I nod, remembering. The way she clung to anything that burned—love, art, adventure, the sharp edge of heartbreak. She didn’t know yet that softness could be beautiful too. That surrender didn’t mean defeat. That rest could be just as revolutionary as running.
“You’re still wild,” she says, tilting her head. “Just… different.”
“I learned to listen,” I tell her. “To the faint breath of calmness, the ache in my bones, the pulse of something ancient calling me home.”
She exhales, staring at the horizon like she’s chasing a storm. “Does it get easier?”
I reach over and take her hand in mine—earth-stained, ink-smudged, trembling with hunger for something she can’t name. “It gets deeper.”

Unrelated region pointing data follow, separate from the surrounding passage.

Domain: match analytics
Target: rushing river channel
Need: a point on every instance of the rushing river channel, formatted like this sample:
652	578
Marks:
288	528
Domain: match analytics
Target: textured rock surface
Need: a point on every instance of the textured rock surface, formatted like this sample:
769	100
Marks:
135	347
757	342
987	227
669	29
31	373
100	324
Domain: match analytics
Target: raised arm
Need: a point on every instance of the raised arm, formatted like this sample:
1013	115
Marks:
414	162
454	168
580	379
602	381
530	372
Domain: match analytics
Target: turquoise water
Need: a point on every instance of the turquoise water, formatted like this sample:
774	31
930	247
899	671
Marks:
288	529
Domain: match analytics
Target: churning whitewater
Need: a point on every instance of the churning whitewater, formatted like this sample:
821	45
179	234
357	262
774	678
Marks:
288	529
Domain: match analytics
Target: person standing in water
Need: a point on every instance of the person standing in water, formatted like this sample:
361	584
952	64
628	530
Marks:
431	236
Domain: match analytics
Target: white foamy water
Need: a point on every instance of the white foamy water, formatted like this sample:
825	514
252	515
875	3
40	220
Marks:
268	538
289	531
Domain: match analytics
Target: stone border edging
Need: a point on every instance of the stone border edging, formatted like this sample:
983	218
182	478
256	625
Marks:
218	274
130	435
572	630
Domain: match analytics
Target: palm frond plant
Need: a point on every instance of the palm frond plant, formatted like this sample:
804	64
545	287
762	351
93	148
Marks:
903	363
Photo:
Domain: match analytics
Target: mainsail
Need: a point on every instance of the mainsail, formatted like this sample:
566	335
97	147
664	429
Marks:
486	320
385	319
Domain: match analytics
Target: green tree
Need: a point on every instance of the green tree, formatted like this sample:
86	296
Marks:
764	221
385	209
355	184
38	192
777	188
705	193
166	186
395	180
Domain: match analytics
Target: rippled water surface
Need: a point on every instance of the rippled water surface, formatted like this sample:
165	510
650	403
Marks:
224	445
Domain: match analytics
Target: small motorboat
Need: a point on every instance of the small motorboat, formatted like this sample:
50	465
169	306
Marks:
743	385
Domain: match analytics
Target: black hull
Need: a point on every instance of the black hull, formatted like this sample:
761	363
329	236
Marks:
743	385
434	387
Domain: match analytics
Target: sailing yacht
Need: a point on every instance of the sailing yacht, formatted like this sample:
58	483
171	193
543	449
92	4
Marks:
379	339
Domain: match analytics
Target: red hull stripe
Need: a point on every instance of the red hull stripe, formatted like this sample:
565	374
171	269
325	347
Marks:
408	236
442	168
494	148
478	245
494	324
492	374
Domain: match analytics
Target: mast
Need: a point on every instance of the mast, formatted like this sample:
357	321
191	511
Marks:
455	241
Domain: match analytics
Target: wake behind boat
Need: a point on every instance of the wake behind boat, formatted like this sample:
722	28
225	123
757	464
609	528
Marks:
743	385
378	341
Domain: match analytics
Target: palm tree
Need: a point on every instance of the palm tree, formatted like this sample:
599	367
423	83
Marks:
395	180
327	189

I tell her about the sacred spaces we will build. The women who will gather in candlelight and ceremony. The way movement will become prayer, and words will become spells. I tell her about Mary Magdalene, about trauma, loss and healing, about love so holy it cracks you open and pours light into every broken place.
She closes her eyes, breathing it in. Maybe she doesn’t fully believe me yet, but I see the way her shoulders soften, the way her hands grip the mug a little less tight.
“You’re gonna make it,” I whisper. “And not just survive—thrive.”
She opens her eyes, meets mine. A slow smile spreads across her lips.
“Guess I should finish my chai then.”